Important limitations of the present study need to be pointed out. As other variables such as photo protection methods other than sunscreen, diet and physical activity were not considered, it could be inferred that such information could have also affected the relationship between the questionnaire variables and serum 25OHD concentration. More complex questionnaires including a number of other variables might have improved performance to identify individual at risk of vitamin D deficiency [25]. The questionnaire was tested in healthy Caucasian subjects with no clear recommendation for screening for vitamin D deficiency. Even though the prevalence of vitamin D deficiency in the study population was significantly high, using the questionnaire in patients with osteoporosis or at a higher risk for vitamin D deficiency might lead to different results.

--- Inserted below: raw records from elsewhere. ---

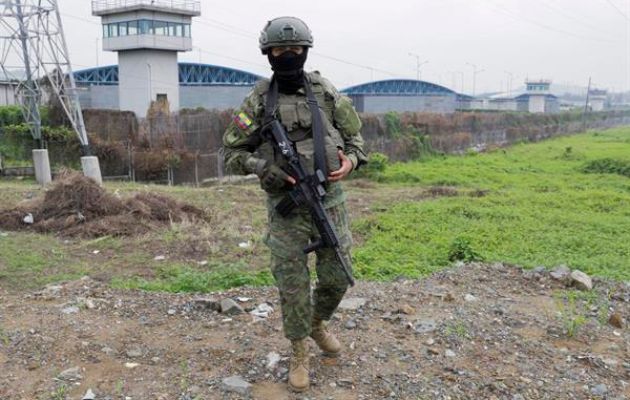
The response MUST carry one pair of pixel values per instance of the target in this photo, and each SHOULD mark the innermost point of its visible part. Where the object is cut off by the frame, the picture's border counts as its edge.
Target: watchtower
(538, 92)
(147, 35)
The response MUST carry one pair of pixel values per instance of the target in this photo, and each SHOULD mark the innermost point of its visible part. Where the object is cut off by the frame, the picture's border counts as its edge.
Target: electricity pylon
(35, 53)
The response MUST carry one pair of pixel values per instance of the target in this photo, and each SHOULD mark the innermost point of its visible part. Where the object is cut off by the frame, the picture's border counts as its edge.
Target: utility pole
(509, 85)
(476, 72)
(418, 64)
(588, 92)
(31, 32)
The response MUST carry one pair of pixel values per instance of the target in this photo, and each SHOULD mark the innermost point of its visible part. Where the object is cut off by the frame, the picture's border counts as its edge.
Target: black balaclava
(288, 70)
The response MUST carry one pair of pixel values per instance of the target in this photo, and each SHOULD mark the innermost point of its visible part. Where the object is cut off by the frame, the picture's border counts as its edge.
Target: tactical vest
(295, 114)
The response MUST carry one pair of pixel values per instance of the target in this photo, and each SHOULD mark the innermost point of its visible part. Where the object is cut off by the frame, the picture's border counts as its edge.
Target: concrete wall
(212, 97)
(427, 103)
(143, 74)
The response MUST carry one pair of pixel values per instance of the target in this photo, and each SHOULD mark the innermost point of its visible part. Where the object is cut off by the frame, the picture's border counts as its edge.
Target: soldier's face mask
(288, 69)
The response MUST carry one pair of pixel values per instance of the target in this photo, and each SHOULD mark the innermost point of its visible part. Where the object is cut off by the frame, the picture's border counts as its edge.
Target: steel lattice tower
(34, 53)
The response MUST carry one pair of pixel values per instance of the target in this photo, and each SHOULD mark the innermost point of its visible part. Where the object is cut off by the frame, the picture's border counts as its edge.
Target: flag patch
(243, 121)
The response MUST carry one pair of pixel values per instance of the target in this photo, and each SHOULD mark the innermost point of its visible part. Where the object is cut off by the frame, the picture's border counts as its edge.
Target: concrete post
(92, 169)
(42, 166)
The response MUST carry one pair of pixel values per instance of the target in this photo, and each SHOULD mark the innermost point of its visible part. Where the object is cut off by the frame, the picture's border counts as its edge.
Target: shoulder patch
(242, 120)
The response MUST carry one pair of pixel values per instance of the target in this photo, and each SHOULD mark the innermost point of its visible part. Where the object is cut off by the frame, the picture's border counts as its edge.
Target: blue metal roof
(397, 87)
(190, 74)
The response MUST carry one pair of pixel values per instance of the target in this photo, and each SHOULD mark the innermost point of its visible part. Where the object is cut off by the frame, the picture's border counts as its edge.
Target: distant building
(147, 35)
(597, 99)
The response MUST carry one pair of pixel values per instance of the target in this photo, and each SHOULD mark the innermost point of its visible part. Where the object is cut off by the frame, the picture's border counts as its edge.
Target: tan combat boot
(298, 366)
(326, 341)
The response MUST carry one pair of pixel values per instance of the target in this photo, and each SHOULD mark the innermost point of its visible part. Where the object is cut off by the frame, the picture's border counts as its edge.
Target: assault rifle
(309, 190)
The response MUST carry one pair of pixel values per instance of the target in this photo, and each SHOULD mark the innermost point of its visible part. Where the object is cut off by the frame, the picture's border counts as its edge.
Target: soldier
(286, 41)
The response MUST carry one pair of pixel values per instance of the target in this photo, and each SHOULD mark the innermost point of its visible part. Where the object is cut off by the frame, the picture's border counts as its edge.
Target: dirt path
(473, 332)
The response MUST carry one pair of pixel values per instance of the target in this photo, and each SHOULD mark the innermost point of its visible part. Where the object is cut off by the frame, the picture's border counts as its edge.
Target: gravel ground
(476, 331)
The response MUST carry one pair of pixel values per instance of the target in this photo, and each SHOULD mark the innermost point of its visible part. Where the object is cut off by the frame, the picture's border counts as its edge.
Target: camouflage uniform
(287, 237)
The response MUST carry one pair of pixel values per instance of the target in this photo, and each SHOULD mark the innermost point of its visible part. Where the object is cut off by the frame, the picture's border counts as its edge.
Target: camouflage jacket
(243, 143)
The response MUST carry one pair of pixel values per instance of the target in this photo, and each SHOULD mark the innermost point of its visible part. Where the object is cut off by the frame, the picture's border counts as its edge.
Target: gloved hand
(273, 178)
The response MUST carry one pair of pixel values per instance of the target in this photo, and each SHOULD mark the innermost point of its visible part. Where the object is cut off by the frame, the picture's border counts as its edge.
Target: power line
(507, 12)
(613, 5)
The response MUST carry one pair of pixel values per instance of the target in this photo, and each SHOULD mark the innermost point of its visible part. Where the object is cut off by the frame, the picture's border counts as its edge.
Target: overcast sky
(563, 40)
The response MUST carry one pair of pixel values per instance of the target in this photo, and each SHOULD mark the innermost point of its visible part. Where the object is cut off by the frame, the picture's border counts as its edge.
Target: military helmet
(285, 31)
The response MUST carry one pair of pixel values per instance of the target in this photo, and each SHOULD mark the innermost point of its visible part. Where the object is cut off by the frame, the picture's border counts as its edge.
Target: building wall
(429, 103)
(212, 97)
(536, 104)
(143, 74)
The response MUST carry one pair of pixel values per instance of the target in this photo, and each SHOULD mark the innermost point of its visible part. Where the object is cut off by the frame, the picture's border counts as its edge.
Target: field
(530, 205)
(472, 325)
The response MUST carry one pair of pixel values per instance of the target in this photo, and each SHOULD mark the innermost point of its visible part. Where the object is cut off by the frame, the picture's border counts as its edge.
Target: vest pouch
(288, 116)
(306, 150)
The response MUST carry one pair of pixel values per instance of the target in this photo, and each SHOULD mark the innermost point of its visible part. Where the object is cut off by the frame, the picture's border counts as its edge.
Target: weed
(461, 250)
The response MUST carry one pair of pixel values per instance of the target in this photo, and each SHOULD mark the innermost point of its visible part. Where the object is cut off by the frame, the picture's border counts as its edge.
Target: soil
(76, 206)
(476, 331)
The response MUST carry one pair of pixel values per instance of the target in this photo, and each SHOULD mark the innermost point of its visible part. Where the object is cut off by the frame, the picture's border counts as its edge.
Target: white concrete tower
(538, 91)
(147, 34)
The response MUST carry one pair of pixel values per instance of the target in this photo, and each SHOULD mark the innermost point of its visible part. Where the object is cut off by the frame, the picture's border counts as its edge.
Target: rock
(425, 326)
(70, 310)
(406, 309)
(230, 307)
(599, 390)
(350, 324)
(561, 273)
(581, 281)
(89, 395)
(616, 320)
(352, 303)
(470, 298)
(273, 359)
(28, 219)
(134, 352)
(263, 310)
(236, 384)
(71, 374)
(207, 303)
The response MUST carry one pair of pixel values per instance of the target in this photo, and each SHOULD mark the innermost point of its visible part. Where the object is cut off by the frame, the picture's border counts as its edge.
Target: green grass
(541, 209)
(179, 277)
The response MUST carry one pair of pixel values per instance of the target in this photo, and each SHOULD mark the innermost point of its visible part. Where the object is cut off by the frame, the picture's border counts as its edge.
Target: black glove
(273, 178)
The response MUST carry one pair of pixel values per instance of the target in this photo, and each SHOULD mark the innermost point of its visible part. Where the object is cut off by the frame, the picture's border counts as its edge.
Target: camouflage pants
(287, 237)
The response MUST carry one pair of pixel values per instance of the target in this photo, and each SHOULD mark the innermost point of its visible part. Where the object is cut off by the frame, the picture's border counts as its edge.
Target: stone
(599, 390)
(71, 374)
(230, 307)
(134, 352)
(70, 310)
(469, 298)
(406, 309)
(273, 359)
(560, 273)
(350, 324)
(352, 303)
(581, 281)
(89, 395)
(208, 303)
(263, 310)
(616, 320)
(236, 384)
(425, 326)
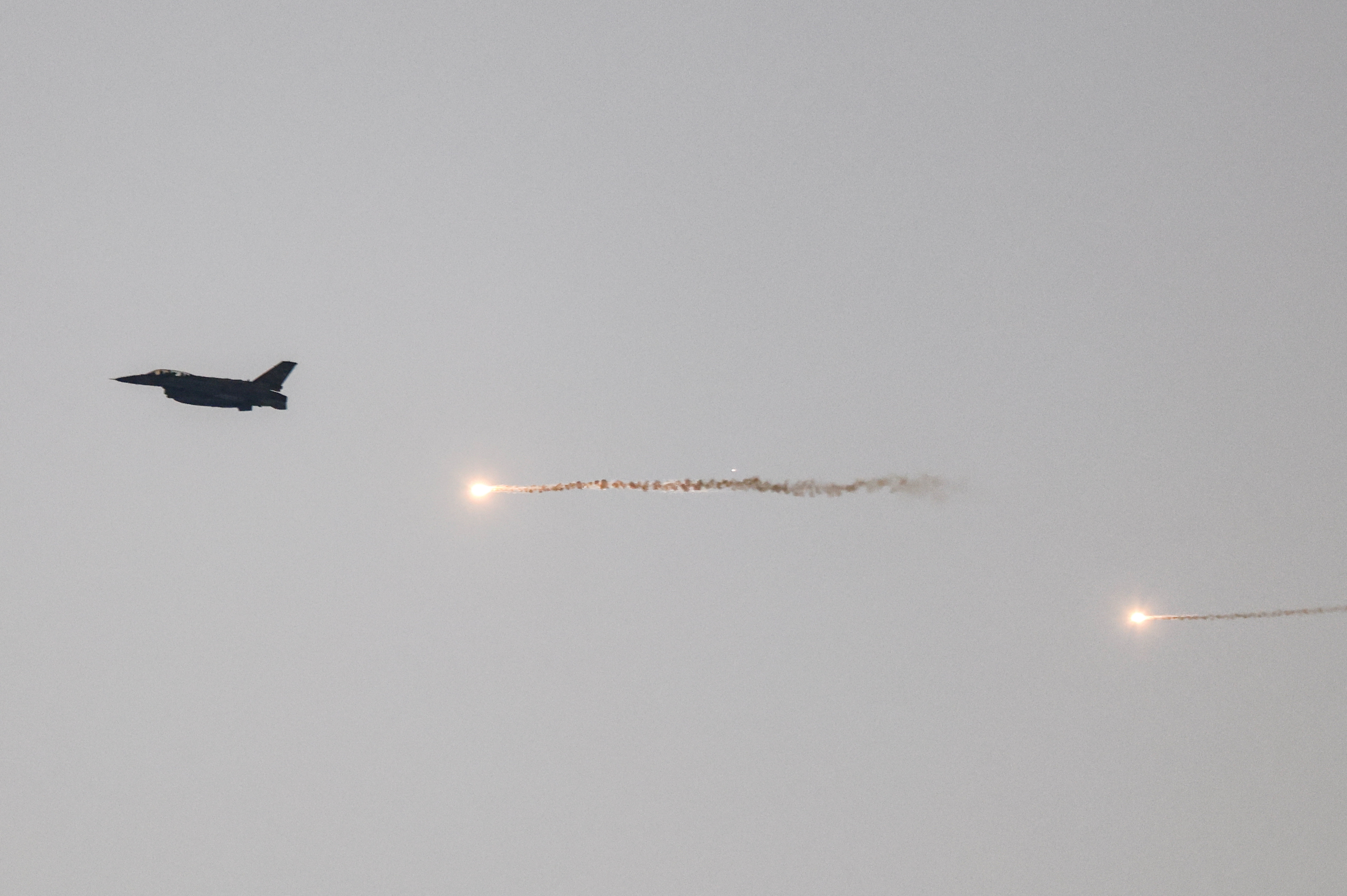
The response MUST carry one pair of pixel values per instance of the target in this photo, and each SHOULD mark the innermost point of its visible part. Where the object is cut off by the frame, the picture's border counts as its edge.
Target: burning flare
(929, 486)
(1309, 611)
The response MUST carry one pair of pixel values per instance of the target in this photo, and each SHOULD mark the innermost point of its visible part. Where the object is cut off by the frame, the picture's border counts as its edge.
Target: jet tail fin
(275, 377)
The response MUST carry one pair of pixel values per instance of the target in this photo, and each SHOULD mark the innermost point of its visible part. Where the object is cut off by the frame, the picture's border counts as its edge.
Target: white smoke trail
(1310, 611)
(927, 486)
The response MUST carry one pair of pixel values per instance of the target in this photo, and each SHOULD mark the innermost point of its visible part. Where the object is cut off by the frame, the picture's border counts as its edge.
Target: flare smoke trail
(929, 486)
(1311, 611)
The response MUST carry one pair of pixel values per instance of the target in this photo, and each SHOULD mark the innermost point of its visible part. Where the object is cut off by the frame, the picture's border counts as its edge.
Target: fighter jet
(212, 391)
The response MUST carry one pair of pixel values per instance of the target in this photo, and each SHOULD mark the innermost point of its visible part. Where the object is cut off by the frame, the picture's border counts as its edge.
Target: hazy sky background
(1086, 258)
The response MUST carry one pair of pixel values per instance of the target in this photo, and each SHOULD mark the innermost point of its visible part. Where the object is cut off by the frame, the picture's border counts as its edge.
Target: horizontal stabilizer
(275, 377)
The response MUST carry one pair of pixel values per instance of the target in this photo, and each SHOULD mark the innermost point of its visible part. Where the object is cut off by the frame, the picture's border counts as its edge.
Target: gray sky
(1088, 259)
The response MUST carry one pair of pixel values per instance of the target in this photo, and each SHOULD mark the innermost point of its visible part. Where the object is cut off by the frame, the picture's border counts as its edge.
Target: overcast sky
(1086, 259)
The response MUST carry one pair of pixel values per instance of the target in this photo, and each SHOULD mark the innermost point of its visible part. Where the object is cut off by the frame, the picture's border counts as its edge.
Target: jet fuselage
(213, 391)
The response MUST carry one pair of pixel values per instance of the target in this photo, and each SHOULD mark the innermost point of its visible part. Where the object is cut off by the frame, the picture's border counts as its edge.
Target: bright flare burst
(1309, 611)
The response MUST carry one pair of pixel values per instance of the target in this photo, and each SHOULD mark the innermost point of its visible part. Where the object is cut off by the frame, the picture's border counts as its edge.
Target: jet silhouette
(213, 391)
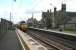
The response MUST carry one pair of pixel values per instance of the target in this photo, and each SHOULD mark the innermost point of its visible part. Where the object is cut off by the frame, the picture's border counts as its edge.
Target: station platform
(59, 32)
(10, 41)
(29, 41)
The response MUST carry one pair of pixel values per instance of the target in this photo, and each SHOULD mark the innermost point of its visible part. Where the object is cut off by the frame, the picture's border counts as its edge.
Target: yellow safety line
(21, 42)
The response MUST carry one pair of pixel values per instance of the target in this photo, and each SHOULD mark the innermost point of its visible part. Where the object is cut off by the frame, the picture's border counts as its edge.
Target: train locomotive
(22, 26)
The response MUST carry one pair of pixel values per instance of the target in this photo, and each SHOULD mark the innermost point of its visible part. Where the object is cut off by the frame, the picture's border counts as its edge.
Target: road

The cross sectional nature of the study design precludes us from establishing a cause effect relationship between the variables in analysis. Continuous follow-up of the same individuals at two seasons could reduce the differences depending on the individual characteristics, minimizing the variability of the data.

Conclusion

In conclusion, in spite of being simple to use, the studied sun exposure questionnaire has very low accuracy to estimate serum 25OHD concentration. The questionnaire does not allow discriminating between vitamin D sufficient and deficient individuals in a tropical area. There remains the need of reliable tools to better indicate 25OHD testing and reduce costs of diagnosis and management of vitamin D deficiency.